Deep learning is a very weird technology. It evolved over decades on a very different track than the mainstream of AI, kept alive by the efforts of a handful of believers. When I started using it a few years ago, it reminded me of the first time I played with an iPhone – it felt like I’d been handed something that had been sent back to us from the future, or alien technology.
One of the consequences of that is that my engineering intuitions about it are often wrong. When I came across im2col, the memory redundancy seemed crazy, based on my experience with image processing, but it turns out it’s an efficient way to tackle the problem. While there are more complex approaches that can yield better results, they’re not the ones my graphics background would have predicted.

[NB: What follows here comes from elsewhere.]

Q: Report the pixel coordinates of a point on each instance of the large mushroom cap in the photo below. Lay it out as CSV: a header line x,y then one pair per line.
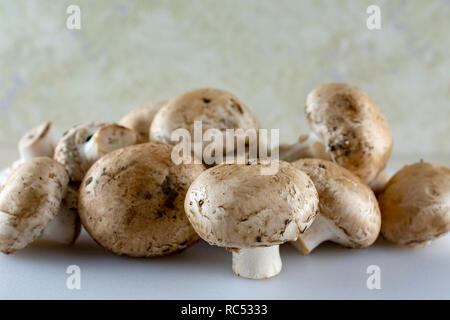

Another key area that seems to throw a lot of people off is how much precision you need for the calculations inside neural networks. For most of my career, precision loss has been a fairly easy thing to estimate. I almost never needed more than 32-bit floats, and if I did it was because I’d screwed up my numerical design and I had a fragile algorithm that would go wrong pretty soon even with 64 bits. 16-bit floats were good for a lot of graphics operations, as long as they weren’t chained together too deeply. I could use 8-bit values for a final output for display, or at the end of an algorithm, but they weren’t useful for much else.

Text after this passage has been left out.